The iOS app stores your activity locally on your device by default. There is no account, no login, and no continuous cloud sync. Two premium features make a single outbound server call each time you use them — these are described below.

• Saved cards, journal entries, quiz results, and onboarding state live on your device only and are removed when you delete the app.
• Shadow Reading (premium): when you tap Generate, your dominant archetype and the text of your most recent journal entries (up to twelve, trimmed to 1200 characters each) are sent over HTTPS to architectwithin.com. We forward them to our AI provider (Anthropic via OpenRouter) to produce the reading, then return the reading text to your device. We do not store your entries or the generated reading on our server. The reading is cached locally on your device so you can re-read it without regenerating.
• AI journal prompt (premium): when you tap Generate on Today's Prompt, your dominant archetype and up to five recent journal entries (trimmed to 600 characters each) are sent to architectwithin.com and forwarded to the same AI provider to produce a single new prompt. No storage on our server. The prompt is cached locally.
• Subscription purchases are handled by Apple via the App Store. We receive only the entitlement status (active subscription yes or no), verified via the StoreKit transaction signed by Apple. We do not see your name, email, payment method, or Apple ID.
• No analytics, no tracking, no crash reporting SDKs are embedded in the app.
• Server logs for the two AI endpoints: IP address, request path, and timestamp are kept for up to 30 days for abuse prevention. The request bodies (your entries) are not logged.

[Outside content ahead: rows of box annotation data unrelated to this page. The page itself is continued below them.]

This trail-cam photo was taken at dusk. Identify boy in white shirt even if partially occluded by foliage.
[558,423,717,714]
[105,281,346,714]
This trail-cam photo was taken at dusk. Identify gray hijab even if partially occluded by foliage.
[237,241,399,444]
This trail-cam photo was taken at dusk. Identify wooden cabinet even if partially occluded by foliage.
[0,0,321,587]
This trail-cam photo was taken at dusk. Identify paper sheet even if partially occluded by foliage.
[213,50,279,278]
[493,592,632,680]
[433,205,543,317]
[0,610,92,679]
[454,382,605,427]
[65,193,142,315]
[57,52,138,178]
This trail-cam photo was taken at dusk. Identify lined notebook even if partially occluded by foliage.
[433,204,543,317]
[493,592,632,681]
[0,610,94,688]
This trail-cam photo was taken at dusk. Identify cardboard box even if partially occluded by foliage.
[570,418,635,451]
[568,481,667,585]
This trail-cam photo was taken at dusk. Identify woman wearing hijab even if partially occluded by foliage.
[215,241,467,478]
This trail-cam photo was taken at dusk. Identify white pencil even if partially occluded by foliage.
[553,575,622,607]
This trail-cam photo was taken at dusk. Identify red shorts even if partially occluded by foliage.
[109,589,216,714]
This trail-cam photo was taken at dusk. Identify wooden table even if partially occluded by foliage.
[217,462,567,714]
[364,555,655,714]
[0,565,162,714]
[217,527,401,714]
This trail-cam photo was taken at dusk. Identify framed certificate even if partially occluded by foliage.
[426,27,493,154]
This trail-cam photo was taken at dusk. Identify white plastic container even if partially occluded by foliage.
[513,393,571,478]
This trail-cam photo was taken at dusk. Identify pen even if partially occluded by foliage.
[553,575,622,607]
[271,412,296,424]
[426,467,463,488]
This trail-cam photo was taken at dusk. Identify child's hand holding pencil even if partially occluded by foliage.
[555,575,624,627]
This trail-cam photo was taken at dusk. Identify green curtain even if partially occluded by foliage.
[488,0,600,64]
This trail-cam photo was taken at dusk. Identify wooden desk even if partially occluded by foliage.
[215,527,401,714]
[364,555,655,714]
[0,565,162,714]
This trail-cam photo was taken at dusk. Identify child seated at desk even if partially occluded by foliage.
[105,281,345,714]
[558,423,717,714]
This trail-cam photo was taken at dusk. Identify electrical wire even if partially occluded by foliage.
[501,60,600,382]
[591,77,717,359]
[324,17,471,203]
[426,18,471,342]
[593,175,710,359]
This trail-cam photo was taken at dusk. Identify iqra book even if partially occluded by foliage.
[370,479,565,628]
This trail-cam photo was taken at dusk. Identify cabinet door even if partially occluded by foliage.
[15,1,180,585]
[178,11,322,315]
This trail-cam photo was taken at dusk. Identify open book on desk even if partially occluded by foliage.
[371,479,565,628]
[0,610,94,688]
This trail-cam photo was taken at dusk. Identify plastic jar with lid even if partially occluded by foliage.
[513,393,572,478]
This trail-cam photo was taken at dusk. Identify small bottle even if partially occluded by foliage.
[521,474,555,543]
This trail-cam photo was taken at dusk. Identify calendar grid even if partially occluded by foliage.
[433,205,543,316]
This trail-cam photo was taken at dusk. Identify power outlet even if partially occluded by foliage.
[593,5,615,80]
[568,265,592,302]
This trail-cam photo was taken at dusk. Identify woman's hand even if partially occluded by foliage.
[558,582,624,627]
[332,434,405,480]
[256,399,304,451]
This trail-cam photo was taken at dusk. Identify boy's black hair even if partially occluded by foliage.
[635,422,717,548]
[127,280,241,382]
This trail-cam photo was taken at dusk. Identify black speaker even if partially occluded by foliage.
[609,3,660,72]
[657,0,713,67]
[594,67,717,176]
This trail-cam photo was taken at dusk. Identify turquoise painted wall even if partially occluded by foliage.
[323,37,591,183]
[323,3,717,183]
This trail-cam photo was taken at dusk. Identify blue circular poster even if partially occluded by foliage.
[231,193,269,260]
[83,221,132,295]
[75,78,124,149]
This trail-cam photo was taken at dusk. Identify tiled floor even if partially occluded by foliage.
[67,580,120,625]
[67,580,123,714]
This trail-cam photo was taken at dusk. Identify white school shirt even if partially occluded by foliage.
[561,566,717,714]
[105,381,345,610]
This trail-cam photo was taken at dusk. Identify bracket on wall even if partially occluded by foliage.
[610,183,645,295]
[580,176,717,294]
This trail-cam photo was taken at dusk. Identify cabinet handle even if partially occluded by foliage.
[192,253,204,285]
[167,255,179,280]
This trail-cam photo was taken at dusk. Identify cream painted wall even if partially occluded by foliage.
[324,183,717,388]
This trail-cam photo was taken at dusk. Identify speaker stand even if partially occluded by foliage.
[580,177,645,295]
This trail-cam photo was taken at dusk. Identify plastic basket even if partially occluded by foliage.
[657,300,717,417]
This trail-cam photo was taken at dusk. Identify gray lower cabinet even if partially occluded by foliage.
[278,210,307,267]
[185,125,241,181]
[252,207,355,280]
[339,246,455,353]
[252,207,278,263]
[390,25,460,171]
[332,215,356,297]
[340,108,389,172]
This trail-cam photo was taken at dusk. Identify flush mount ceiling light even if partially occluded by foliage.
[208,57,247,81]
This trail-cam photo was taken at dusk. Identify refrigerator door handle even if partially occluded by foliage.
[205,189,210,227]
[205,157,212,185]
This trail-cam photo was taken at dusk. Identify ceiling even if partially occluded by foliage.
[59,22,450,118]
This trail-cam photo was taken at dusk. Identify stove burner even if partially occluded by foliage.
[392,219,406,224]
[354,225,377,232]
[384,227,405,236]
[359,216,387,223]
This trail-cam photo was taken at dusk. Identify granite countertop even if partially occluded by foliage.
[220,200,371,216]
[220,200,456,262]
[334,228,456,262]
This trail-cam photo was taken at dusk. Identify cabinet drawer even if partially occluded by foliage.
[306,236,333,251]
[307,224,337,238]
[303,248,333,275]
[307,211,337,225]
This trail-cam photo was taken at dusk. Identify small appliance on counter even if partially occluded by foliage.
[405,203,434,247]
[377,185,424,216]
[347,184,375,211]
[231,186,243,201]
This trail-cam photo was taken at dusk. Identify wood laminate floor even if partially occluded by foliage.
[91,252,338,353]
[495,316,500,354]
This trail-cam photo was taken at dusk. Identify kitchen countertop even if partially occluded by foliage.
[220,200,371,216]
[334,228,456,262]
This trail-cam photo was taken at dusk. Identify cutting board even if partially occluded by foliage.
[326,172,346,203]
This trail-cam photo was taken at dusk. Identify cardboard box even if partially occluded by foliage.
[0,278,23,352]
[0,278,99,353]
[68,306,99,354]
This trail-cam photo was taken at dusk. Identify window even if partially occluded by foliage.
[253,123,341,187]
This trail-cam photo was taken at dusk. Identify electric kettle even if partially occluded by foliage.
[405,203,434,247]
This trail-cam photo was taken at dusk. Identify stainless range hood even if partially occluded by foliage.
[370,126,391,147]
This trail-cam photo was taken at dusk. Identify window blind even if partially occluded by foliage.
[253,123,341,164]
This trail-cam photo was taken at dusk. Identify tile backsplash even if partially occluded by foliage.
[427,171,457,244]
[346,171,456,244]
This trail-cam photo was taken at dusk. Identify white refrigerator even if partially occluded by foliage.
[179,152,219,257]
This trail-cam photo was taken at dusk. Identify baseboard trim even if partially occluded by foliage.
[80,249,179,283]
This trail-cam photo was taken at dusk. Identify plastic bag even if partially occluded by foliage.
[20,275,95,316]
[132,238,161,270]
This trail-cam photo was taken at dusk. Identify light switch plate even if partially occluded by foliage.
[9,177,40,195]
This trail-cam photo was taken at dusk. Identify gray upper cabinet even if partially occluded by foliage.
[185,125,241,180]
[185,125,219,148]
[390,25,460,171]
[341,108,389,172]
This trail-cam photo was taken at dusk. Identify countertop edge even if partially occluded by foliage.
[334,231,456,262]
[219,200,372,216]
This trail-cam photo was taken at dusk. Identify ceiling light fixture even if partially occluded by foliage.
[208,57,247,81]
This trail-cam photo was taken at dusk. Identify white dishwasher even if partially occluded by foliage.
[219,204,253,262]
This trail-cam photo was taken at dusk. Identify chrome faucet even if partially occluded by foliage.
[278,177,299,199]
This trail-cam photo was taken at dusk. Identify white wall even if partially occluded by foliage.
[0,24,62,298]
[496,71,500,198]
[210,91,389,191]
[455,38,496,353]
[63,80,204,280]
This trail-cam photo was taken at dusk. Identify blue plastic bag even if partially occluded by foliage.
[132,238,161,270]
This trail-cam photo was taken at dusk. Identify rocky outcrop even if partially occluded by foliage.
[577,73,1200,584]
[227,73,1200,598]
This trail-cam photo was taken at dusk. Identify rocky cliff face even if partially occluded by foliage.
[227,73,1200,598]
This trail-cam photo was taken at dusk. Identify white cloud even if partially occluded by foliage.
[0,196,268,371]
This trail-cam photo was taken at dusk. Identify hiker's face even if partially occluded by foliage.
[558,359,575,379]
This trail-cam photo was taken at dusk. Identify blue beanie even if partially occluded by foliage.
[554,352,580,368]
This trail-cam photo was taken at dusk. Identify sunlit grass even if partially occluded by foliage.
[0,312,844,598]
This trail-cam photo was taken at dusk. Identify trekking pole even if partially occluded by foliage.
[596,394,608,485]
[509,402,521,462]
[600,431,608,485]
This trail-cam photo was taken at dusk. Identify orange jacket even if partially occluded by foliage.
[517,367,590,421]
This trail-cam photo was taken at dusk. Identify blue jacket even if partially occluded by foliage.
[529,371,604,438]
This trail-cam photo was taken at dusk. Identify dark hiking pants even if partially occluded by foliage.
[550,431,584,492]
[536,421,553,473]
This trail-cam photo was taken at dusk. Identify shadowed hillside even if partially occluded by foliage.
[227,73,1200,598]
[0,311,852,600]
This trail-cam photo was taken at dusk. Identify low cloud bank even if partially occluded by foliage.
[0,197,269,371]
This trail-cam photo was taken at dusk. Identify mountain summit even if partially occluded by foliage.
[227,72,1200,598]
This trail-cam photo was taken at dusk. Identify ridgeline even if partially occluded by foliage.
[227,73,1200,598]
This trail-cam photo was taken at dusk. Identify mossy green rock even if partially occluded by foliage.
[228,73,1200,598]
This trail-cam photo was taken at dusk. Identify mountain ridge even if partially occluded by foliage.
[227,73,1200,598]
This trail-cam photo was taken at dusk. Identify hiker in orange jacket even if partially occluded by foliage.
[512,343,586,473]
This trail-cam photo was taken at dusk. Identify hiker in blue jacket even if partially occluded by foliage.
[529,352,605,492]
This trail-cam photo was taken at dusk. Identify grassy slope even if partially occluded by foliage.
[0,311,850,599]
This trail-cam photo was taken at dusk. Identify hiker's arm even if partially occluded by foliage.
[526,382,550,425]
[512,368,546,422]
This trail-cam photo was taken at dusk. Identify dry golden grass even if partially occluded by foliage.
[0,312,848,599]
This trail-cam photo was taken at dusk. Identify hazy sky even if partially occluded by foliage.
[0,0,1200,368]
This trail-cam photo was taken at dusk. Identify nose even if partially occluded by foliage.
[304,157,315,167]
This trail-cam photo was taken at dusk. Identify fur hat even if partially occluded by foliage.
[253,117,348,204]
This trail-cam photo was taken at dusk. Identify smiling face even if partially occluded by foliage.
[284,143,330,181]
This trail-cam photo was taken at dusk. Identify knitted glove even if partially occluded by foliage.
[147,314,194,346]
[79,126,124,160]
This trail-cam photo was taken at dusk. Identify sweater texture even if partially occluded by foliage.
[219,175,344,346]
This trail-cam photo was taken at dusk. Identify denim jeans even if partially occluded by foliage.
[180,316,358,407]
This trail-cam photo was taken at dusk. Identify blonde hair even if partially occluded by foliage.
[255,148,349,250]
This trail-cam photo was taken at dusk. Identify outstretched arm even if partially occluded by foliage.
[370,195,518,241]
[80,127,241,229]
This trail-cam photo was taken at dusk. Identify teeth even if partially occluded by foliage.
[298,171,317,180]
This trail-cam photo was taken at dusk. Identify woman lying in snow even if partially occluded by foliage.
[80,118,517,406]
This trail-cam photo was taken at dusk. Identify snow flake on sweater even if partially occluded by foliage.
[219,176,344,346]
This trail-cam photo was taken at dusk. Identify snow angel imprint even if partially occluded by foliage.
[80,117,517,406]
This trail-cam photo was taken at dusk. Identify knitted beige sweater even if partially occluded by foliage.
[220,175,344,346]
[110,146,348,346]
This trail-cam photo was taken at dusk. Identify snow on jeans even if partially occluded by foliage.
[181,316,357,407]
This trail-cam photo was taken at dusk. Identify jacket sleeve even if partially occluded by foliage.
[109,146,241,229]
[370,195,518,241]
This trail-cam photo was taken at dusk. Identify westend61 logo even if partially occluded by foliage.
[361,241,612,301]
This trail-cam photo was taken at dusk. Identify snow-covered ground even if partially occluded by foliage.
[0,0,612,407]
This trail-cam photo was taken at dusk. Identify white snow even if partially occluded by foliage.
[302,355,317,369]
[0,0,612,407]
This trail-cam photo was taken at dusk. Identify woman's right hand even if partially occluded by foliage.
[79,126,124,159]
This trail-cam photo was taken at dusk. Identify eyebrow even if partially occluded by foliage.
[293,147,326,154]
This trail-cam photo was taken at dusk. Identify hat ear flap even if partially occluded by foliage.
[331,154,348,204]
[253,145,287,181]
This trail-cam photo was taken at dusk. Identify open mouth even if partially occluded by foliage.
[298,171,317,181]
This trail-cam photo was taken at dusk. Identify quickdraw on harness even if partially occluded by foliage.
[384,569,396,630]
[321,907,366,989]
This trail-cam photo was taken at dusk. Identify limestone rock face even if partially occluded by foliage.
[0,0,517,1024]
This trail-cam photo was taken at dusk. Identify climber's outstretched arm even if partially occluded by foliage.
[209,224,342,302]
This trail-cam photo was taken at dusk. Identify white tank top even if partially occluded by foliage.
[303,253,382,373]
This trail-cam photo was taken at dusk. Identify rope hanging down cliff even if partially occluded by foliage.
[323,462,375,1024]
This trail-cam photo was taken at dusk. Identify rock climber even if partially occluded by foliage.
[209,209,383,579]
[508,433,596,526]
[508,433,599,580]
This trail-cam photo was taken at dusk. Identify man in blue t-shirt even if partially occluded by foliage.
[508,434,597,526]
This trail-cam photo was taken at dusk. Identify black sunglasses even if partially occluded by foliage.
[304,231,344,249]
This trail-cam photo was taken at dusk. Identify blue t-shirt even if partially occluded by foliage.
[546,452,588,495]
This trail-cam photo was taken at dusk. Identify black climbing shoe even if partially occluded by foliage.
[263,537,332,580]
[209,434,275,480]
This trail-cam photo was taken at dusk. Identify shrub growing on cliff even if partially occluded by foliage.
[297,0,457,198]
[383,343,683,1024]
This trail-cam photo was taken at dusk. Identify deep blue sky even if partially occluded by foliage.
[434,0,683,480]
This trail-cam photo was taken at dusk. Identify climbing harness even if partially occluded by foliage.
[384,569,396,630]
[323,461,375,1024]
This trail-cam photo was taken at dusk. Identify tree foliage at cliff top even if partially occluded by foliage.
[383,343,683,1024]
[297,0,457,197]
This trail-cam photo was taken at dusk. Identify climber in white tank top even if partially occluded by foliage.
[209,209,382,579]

We use Anthropic's Claude models, accessed via OpenRouter, to generate Shadow Readings and journal prompts. When the iOS app triggers one of these features, your archetype and recent journal text are sent to OpenRouter, which forwards them to Anthropic for inference. Their terms apply to that processing: openrouter.ai/privacy and anthropic.com/legal/privacy. We do not use your data to train any model. We do not retain inputs or outputs on our server beyond the duration of the request.

The website collects more data because it offers accounts and purchases.

• Email address when you sign up for the free guide, take the Shadow Score, or create an account via magic link. Stored to send the guide and to log you in. Provider: Resend (transactional email).
• Account data if you log in: email, archetype result, journal entries, purchase history. Stored in our database. Used to render your account.
• Payment data when you buy. Handled by Stripe. We do not store card details. Stripe stores them under their own privacy policy at stripe.com/privacy.
• AI-generated content (Deep Shadow Profile, Shadow Reading) is produced via Anthropic and Google. The prompt you generate may be processed by those providers under their data terms. Inputs and outputs are stored in our database so you can read them again.
• Server logs: IP address, request path, and timestamp are kept for up to 30 days for abuse prevention. No third-party trackers, no Google Analytics, no Meta pixel.

For EU and UK users, the legal bases for processing are:

• Contract (Art. 6.1.b): account, purchase, and subscription handling.
• Consent (Art. 6.1.a): email signups for the free guide.
• Legitimate interest (Art. 6.1.f): server logs for abuse prevention.

You can request a copy of your data, ask us to delete it, or withdraw consent at any time. Email hallo@architectwithin.com and we respond within 30 days. If you are in the EU you also have the right to complain to your local data protection authority (in the Netherlands: Autoriteit Persoonsgegevens).

Architect Within is not directed at children under 16. We do not knowingly collect data from anyone under 16. If you believe a minor has used the service, contact us and we will delete the data.

Account data is kept while your account is active and for 90 days after deletion. Stripe payment records are retained for 7 years as required by Dutch tax law. Server logs: 30 days.

We update this policy when something material changes. The date at the top reflects the latest revision. Past versions are available on request.